I got a little baby grand piano off Craigslist for, like, $500. It's a beautiful instrument that you hear on a bunch of the songs. That's that piano on 'Keep Your Name' and 'Work Together' and 'Little Bubble.'
Most of the creative industries have been deskilled by these really powerful ideologies of punk in music and Warhol in the visual arts. I think it would be great for us collectively to ask whether it's had a negative or positive effect in contributing imaginative stuff to our culture.
I remember when I first saw 'Guided by Voices'; those earlier recordings are so deconstructed, kind of like four-track music, and so artful in their collage and in their weird fragility.
To be in the woods is a special thing. And also just the concept of wilderness as a necessary opposite in a kind of global dialectic. I want there to be wilderness where there are no humans in a world like this. So nature is super important.
I made, like, five records as Dirty Projectors before I got out of college. And then I put a band together when I got interested in going on tour around that time.
I used to feel that musical knowledge and emotional truth-telling were antagonistic. But I was too curious about chords and instruments and recording to stay locked in that mentality.
A song isn't a newspaper. It might feel direct, but it's not.
When the Swing Lo Magellan touring wound up, it felt like the end of something for me, and I needed a break from touring. But really, the co-writing and producing I did after this gave me a different perspective on this whole thing. To me, that was like being a different spoke on the wheel.
I do have my more concept-y albums, and then I have the ones that are more about just collections of songs.
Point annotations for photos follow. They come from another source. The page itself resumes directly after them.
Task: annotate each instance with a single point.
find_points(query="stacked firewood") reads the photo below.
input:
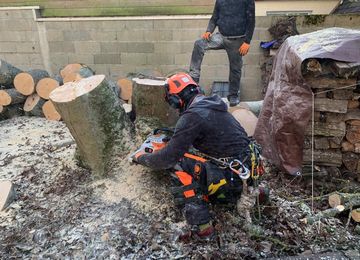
(336, 125)
(27, 92)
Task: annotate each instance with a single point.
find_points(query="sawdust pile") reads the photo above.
(61, 212)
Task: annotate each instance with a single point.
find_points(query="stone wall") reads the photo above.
(117, 46)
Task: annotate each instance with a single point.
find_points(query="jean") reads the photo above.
(219, 42)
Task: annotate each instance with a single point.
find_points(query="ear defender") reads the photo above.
(172, 99)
For me, the first Dirty Projectors record that I put out was like that: 'The Glad Fact.'
Art can contextualise and buttress fame. So rather than being antagonistic in the way Fugazi would have had it in 1989, particularly in the present, maybe they are one - they belong to one another.
Songs, a while ago, became the medium through which I process most of the information that I receive and feel. But I go back and forth about whether this is all of life or whether you're missing something important in living and whether or not, as a humanist, you're abnegating a certain responsibility if this - this art - is just where you are.
Fame can amplify the message of art in a remarkable, meaningful way.
A song is about heartbreak - but what are the constituent feelings? What are the aspects? There is anger, there is guilt, there are all these different things. I guess putting those voices into dialogue together just felt real.
What genres are good for is being like, 'Here are the parameters. Here's something about the way it's going to make you feel. And here's something about the subject matter.'
I do think that one of the best effects the Internet has had on music is that it's allowed these false walls between different music communities to vaporize. We can see that this is a big, complex, interconnected web.
The more songs I've written, the more I've grown interested in telling a story. When I first began, I had this list of opaque phrases where you can make of it what you want.